By Gamuchirai Mapako
Anna Collard, SVP Content Strategy and Evangelist Africa at KnowBe4, warns that awareness alone is insufficient.
“The findings confirm what many of us in the industry have long suspected organisations are doing the right things in principle, but in practice, they’re not going far enough. We need a mindset shift. Awareness is not enough. What matters is whether people know what to do when it counts, she said.”
This overconfidence is particularly alarming given Africa’s evolving threat landscape, where human error remains a leading cause of breaches.
The report also reveals stark regional differences with North Africa leading in BYOD (Bring Your Own Device) exposure that is to say 80% of employees use personal devices. However it lags in training and incident reporting.
East Africa emerges as the leader, with 50% of organizations having AI governance policies, the highest on the continent. Central and West Africa reports the highest human-related incidents (75%), with most breaches traced to employee behaviour.
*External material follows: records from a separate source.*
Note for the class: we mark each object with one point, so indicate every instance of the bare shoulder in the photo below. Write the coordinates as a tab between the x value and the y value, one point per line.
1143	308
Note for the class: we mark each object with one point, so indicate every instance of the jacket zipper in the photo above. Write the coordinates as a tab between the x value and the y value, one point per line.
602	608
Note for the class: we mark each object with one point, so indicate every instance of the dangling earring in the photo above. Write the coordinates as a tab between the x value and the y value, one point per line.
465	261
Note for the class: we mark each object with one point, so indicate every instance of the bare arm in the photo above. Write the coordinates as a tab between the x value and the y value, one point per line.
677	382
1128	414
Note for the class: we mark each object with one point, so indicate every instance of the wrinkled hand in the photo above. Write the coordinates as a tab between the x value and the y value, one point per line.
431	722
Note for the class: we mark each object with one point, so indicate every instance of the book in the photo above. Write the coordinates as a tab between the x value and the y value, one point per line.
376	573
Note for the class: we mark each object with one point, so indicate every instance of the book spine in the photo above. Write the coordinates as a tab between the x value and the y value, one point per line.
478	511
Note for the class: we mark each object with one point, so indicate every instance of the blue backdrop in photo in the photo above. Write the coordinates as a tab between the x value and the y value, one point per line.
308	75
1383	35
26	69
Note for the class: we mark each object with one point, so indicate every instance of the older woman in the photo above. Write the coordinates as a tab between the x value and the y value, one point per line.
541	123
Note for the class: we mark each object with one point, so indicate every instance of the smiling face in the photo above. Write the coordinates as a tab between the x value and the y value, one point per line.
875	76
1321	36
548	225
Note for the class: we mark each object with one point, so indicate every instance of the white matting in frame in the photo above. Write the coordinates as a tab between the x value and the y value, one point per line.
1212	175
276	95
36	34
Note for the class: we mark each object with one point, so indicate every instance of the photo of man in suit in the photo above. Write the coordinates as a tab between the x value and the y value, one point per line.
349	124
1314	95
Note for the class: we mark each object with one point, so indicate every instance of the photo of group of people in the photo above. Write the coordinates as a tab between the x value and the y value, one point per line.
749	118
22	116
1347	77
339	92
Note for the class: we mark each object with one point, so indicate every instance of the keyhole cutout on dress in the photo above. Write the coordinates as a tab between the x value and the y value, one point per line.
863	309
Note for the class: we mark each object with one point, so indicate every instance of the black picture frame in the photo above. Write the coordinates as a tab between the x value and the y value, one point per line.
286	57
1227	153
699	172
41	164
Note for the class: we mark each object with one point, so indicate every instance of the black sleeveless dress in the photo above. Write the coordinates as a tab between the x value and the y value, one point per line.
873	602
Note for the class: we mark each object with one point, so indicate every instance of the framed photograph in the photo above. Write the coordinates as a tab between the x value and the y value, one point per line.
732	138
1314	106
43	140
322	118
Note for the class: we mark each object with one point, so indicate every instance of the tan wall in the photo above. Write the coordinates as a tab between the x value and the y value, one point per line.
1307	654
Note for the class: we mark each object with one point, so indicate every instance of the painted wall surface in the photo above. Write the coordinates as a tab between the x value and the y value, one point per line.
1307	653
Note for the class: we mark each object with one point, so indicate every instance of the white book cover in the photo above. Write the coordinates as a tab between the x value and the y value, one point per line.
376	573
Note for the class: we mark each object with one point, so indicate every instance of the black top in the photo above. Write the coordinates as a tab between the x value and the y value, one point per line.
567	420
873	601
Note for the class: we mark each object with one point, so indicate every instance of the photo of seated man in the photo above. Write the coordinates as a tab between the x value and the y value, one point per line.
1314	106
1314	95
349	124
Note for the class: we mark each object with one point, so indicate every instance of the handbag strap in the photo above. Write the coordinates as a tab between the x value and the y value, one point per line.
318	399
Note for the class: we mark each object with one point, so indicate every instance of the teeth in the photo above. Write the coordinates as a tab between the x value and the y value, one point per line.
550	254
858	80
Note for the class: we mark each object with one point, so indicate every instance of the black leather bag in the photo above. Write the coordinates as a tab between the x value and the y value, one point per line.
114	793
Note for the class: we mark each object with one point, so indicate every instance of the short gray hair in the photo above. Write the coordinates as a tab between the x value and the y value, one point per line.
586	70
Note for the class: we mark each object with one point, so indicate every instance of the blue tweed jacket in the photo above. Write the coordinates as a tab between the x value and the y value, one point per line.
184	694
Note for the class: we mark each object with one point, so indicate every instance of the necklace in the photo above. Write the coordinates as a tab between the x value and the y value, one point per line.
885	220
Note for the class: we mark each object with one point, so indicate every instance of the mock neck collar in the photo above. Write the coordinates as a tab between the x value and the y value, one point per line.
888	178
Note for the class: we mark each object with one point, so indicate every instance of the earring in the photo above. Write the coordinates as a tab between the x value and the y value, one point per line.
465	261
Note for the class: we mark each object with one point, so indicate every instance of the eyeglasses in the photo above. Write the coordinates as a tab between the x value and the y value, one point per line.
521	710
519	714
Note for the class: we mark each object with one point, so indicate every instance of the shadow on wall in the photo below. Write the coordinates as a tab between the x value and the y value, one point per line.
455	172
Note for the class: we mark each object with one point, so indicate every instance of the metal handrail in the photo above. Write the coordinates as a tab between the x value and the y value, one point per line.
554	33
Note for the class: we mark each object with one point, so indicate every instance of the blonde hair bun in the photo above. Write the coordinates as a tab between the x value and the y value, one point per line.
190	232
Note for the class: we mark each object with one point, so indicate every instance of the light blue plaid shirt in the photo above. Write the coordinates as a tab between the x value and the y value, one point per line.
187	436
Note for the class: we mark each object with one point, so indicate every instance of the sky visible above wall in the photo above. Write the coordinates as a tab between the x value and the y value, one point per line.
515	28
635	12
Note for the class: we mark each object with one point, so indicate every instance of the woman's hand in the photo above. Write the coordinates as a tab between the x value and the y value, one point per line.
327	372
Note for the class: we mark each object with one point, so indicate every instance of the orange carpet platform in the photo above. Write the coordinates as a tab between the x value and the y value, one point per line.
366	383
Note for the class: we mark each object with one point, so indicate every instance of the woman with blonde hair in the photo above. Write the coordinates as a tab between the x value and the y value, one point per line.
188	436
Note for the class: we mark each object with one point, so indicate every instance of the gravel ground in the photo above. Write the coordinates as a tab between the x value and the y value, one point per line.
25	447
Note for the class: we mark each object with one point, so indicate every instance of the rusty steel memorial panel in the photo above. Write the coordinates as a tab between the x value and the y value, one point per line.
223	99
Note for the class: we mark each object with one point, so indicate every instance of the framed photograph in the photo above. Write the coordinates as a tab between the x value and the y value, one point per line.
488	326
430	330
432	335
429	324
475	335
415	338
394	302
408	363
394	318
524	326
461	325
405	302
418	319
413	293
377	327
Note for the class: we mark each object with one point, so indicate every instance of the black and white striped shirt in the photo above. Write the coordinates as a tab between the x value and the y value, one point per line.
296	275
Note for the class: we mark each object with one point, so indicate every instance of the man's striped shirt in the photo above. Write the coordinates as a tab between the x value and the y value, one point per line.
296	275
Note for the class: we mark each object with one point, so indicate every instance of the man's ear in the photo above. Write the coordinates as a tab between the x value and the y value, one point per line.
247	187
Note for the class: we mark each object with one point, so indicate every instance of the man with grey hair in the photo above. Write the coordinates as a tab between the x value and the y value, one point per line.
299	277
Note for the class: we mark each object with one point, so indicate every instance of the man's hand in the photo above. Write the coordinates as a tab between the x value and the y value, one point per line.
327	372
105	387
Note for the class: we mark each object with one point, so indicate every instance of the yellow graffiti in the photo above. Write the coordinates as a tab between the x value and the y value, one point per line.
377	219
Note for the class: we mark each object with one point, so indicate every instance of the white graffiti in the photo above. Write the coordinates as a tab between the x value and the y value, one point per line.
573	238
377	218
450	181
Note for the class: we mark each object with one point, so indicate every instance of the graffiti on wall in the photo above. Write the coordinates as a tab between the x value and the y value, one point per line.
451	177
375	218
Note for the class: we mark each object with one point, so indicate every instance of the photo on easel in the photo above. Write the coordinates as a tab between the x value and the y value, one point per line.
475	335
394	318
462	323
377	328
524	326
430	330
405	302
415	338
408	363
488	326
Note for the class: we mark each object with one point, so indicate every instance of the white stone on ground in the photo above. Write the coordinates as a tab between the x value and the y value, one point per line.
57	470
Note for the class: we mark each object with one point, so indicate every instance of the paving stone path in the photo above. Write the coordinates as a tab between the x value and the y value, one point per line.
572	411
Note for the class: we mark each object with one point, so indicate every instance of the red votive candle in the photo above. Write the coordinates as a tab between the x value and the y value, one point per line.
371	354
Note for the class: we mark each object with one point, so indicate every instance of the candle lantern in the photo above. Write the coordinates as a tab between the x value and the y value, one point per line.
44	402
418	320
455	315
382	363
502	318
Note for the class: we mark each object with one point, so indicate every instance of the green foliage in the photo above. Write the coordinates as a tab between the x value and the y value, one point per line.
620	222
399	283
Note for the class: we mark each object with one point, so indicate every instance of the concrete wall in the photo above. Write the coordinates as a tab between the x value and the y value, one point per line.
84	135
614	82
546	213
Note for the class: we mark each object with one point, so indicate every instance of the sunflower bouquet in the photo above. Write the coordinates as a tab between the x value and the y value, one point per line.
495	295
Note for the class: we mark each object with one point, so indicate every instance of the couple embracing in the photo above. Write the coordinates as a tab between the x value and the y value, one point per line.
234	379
While Security Awareness Training (SAT)is widely implemented, 41% of organisations struggle to measure its effectiveness. Many rely on generic programs, especially in high-risk sectors like healthcare and manufacturing.
As per the report only 7% conduct monthly phishing simulations, leaving employees unprepared for real-world threats.
A growing concern is shadow AI employees using unsanctioned AI tools without oversight. With 46% of organisations still developing AI policies, this creates unchecked vulnerabilities.
The report also highlights weak incident reporting structures, with many employees unsure of how or when to report threats.
It is therefore important to conduct role-specific training tailored to risk exposure, introduce simplified, formalised reporting processes, stronger AI governance policies and region and sector-specific strategies.
“The human layer is not a flaw to fix, but a frontier to strengthen,” the report concludes.
Organizations must move beyond awareness and into action to secure their most unpredictable risk factor; people.